Who needs a data breach when you can wilfully give the data away? The Kerala Election Commission (EC) is doxxing, i.e. exposing the personal information of, millions of voters on publicly-accessible websites with no security whatsoever.
I received a message in a WhatsApp group a few days ago: “പുതിയ വോട്ടർ ലിസ്റ്റ് വന്നിട്ടുണ്ട്. അവരവരുടെ പേരുകൾ ഉണ്ടോ എന്ന് ചെക്ക് ചെയ്യാം.. (Translation: The new voter list is ready. We can check if our names are present.)
Kerala is a state in India. Elections for the state’s Legislative Assembly are to be held on April 6th.
The linked site allows anybody, without logging in, to check the voter rolls of every polling location of the election. I picked the first item in the drop-down for all the fields with English as the language and clicked “Search”. Shawn Mathew pointed out to me that the CAPTCHA did not work, i.e. the site accepted random inputs that did not match the CAPTCHA text. Note that the selections narrow things down to a very specific geographic area.
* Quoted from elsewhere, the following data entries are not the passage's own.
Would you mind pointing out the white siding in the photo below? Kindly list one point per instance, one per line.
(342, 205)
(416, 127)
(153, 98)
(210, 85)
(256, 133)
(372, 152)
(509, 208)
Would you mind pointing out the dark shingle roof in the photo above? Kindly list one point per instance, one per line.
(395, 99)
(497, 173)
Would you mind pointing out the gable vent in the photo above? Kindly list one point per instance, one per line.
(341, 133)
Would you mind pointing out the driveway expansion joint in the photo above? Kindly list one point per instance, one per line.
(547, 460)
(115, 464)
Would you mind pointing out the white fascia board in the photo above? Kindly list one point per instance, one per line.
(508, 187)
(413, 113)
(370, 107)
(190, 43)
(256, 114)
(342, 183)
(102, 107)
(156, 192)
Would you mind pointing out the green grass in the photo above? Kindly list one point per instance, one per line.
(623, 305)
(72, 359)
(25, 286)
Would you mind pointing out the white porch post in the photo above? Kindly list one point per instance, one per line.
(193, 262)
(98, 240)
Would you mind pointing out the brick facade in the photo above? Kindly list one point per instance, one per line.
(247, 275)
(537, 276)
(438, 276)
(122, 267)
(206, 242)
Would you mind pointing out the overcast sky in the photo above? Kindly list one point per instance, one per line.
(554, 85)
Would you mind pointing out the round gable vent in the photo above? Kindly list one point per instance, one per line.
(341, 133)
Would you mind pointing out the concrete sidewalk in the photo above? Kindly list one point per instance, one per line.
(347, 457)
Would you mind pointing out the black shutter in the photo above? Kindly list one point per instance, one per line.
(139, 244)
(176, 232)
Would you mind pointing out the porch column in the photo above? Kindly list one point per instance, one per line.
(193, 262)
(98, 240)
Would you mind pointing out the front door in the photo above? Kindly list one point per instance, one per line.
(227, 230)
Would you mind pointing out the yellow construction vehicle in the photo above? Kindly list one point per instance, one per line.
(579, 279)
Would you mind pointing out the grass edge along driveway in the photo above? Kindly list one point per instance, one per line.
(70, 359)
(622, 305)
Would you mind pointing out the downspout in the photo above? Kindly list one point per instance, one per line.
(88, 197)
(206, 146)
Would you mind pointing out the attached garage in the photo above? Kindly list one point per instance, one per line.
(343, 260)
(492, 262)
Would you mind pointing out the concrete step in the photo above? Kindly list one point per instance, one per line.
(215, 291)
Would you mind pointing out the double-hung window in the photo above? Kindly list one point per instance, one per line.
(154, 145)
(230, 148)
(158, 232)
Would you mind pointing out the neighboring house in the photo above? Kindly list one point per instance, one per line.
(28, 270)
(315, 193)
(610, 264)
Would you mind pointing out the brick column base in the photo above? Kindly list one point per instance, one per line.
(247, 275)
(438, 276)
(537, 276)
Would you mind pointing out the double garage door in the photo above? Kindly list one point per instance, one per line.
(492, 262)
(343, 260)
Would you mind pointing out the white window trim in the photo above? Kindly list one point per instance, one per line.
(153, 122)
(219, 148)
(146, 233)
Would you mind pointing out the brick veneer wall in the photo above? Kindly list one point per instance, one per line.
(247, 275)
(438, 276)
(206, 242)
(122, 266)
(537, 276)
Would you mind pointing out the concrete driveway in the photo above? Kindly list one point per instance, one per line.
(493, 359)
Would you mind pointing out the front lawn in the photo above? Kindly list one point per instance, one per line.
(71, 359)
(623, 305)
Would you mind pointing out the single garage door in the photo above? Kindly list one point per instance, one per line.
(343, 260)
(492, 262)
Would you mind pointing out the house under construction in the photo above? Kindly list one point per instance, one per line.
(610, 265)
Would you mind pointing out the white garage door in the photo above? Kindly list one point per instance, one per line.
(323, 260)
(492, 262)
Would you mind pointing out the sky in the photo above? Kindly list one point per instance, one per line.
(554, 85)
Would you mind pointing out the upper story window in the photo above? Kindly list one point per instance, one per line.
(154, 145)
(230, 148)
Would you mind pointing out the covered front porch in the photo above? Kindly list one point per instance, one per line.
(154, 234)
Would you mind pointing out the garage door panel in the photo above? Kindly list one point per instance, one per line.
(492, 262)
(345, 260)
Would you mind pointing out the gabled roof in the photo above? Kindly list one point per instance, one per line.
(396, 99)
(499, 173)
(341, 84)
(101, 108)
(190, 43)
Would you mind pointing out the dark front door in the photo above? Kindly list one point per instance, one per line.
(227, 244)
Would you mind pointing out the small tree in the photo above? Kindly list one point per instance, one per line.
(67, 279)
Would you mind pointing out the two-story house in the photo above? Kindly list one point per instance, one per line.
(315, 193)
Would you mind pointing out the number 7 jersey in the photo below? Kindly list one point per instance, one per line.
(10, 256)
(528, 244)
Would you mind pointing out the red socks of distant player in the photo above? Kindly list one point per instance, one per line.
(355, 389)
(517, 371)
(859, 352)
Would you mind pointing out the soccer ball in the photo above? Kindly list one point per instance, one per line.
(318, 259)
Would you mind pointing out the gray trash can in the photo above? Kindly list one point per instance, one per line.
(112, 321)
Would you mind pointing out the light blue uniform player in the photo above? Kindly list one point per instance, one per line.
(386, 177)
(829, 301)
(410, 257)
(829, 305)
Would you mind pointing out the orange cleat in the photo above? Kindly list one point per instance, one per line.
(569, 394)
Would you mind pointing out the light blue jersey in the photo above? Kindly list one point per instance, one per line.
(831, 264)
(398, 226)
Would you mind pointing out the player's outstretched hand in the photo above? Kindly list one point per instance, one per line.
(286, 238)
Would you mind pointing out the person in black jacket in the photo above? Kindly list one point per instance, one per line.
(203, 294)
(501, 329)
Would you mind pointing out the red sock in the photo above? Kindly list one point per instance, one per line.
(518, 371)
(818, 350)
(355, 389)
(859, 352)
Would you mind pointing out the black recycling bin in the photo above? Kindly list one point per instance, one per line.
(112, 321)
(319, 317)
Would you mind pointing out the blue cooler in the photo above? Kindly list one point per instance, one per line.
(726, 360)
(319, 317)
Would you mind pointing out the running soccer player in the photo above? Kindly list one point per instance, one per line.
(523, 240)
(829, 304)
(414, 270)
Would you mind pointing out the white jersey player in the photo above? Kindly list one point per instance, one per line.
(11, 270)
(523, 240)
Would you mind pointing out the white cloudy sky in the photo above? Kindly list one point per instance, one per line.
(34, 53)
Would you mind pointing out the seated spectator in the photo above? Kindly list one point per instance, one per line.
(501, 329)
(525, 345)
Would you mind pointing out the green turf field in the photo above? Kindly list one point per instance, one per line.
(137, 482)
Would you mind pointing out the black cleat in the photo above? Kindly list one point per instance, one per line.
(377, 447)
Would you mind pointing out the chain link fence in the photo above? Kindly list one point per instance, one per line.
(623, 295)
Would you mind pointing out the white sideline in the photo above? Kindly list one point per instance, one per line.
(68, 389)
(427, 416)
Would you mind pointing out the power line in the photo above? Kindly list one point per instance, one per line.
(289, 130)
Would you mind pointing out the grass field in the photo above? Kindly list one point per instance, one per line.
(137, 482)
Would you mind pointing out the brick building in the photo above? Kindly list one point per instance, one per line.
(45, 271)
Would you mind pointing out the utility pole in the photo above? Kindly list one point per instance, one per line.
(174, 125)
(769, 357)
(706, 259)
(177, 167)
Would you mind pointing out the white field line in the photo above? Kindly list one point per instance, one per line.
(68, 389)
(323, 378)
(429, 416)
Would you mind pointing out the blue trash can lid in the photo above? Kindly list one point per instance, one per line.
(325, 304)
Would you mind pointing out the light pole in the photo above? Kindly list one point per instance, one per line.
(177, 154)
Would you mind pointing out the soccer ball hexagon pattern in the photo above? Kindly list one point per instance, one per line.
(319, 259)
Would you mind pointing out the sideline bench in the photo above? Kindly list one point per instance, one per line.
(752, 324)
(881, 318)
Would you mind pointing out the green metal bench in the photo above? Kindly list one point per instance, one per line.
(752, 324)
The result was the entire list of voters who would access that particular polling station to vote. I have not exposed the actual data myself here, but you can easily look it up using the link.
The information fields are the below:
- Guardian’s name (typically the father or husband)
- House number + house name
- Gender and age
- Voter ID card number
The EC has given away essential private details that should be a gold mine for identity thieves, malicious parties who are seriously considering voter fraud and for the nosy person who wants to know how old their neighbour is and how exactly the people living in a house are related to each other.
A bit of searching resulted in another site with related voter information: http://ceo.kerala.gov.in/electoralrolls.html
This was another insecure site with downloadable PDF files filled with voter rolls.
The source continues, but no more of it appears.